In performing an audit on the financial statements, the auditor should have or obtain knowledge of the business sufficient to enable him to identify and understand events, transactions and practices that in the auditor’s judgment may have significant effect on the financial statements or on the audit report. Prior to accepting an engagement, the auditor would obtain a preliminary knowledge of the industry and of the ownership, management and operations of the entity to be audited. After accepting to act as the company’s auditor, further and more detailed information would be obtained. Obtaining the required knowledge of the business is a continuous and cumulative process.

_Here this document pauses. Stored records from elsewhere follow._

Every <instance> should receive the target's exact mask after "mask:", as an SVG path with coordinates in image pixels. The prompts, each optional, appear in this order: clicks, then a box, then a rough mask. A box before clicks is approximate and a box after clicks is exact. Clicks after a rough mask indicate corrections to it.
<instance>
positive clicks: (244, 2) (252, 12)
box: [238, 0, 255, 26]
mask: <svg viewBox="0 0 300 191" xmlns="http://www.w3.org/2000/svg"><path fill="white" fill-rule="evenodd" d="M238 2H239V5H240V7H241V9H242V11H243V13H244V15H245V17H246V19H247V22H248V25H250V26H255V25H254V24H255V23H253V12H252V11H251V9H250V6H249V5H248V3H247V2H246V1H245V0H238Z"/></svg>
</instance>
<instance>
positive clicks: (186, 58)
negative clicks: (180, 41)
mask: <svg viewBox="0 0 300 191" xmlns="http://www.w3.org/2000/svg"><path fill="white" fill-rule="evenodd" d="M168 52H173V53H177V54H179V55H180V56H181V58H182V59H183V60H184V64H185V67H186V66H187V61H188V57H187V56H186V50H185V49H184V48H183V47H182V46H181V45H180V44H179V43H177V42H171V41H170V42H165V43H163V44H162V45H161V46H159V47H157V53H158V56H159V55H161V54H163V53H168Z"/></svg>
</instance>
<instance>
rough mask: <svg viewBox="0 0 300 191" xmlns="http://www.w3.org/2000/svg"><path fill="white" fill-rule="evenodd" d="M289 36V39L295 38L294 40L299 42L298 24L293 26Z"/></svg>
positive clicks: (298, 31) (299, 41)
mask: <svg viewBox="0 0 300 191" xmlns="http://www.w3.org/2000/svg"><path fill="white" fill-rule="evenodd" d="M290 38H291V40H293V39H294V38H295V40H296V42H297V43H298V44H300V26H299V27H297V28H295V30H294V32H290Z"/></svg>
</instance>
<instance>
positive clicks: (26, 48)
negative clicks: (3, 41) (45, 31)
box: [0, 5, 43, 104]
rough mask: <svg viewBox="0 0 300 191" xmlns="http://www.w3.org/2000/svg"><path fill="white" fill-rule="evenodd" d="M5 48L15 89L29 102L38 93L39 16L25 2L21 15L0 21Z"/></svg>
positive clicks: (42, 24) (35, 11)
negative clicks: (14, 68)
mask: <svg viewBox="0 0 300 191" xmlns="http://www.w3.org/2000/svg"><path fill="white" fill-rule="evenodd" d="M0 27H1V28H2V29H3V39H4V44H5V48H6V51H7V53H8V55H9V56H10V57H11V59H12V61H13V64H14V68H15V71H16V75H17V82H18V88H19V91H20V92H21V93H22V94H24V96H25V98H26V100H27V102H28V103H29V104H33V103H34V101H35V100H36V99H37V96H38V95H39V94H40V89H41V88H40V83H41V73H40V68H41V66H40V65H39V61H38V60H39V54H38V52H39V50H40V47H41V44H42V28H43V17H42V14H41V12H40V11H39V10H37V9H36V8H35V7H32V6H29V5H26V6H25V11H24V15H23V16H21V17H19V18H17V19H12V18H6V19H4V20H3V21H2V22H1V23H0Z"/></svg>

The auditor can obtain knowledge of the industry and the client from a number of sources;
- Previous experience with the entity and the industry;
- Discussion with people within the entity e.g. directors and employees;
- Discussion with internal audit personnel and review of internal audit reports;
- Discussion with other auditors and with legal and other advisors who have provided services to the entity;
- Publications related to the industry e.g. journals;
- Visits to the entity’s place of business and plant facilities
- Documents such as minutes of meetings, annual financial reports, operations & systems manuals, budgets, marketing and sales plans.
Using the knowledge
Knowledge on the nature of clients business assists the auditor in;
- Assessing risks and identifying problems that could affect the audit;
- Coming with a good plan as to how the audit will be carried out effectively and efficiently;
- Evaluating audit evidence obtained;
- Providing better service to the client.
The auditor should ensure that assistants to an audit engagement obtain sufficient knowledge of the business to enable them to carry the audit work delegated to them.